So I could set up a community like this for say engineers, and cater to them. Then buddy down the road sets up a community for grandparents. Our communities can interact and members can 'friend' each other, but I can tweak my instance to cater to engineers. Add in some competition to foster innovation, and this has some possibility of being a facebook killer.

If it does do that, there's a minimal possibility that the traffic could be monetized a bit better than facebook does.

seowe

4:37 pm on Jan 17, 2011 (gmt 0)



What about the IBM initiative with being able to understand not just what the words you are saying but also what they mean. Could IBM ever overtake Google?

azwebguy

2:55 am on Jan 18, 2011 (gmt 0)



True - in a couple more years goog may be down to 30% of the search at best - if you want a plumber, a lawyer or a dentist - why would anyone leave Facebook's trusted search to find one? FB will change the way we search once they get that dialed in - it will no longer be based on the metrics of keywords and PR but trust and community - I'm advising all my local clients to get over the curve and get in and go with it all the way.

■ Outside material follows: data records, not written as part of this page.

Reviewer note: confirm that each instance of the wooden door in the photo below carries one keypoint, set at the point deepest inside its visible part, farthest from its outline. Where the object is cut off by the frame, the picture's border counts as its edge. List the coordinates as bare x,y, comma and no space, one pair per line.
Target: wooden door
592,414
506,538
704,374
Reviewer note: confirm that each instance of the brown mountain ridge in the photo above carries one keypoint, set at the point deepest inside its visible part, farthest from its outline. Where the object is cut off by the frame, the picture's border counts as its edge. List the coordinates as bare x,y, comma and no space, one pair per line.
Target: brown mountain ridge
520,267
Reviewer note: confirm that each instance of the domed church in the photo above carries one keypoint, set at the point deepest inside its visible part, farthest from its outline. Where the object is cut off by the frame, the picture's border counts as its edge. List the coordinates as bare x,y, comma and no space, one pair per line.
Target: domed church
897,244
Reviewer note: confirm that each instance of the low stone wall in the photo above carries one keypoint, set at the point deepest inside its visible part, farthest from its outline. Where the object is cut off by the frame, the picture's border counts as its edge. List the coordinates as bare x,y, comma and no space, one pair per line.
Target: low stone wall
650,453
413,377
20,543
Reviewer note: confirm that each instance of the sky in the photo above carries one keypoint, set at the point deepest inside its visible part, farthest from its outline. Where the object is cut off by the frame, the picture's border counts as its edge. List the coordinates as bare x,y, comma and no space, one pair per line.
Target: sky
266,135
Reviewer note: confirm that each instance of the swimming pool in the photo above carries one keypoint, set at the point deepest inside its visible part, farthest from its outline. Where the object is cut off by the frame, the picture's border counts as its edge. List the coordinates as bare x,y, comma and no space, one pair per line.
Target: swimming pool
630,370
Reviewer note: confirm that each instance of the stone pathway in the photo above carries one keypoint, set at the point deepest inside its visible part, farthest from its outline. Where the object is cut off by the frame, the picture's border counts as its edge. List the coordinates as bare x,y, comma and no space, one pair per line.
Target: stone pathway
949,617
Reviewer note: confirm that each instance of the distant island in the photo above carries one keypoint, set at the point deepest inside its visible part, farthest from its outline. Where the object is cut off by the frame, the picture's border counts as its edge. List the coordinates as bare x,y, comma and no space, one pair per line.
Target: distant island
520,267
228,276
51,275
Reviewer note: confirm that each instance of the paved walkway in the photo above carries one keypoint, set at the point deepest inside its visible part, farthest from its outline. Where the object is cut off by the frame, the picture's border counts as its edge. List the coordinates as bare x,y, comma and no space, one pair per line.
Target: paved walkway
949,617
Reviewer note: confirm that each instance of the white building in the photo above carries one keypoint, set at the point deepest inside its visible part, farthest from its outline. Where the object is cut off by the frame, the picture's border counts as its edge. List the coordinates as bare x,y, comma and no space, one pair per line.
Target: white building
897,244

Hope we see another outside search engine with something really clean and original surface too - I think goog's dominance era is about over.

bhonda

8:35 am on Jan 18, 2011 (gmt 0)

10+ Year Member



I'm loving the duality of opinions here (and elsewhere) about Facebook.

Either Facebook is changing the very foundations of the Internet, or it's a passing fad that will be dead and forgotten in no time at all.

It just amuses me!

Either way, I'm sure a lot can be learnt not only in the social-media domain, but also in general business. Anything that makes this sheer amount of money is either very clever, or very illegal.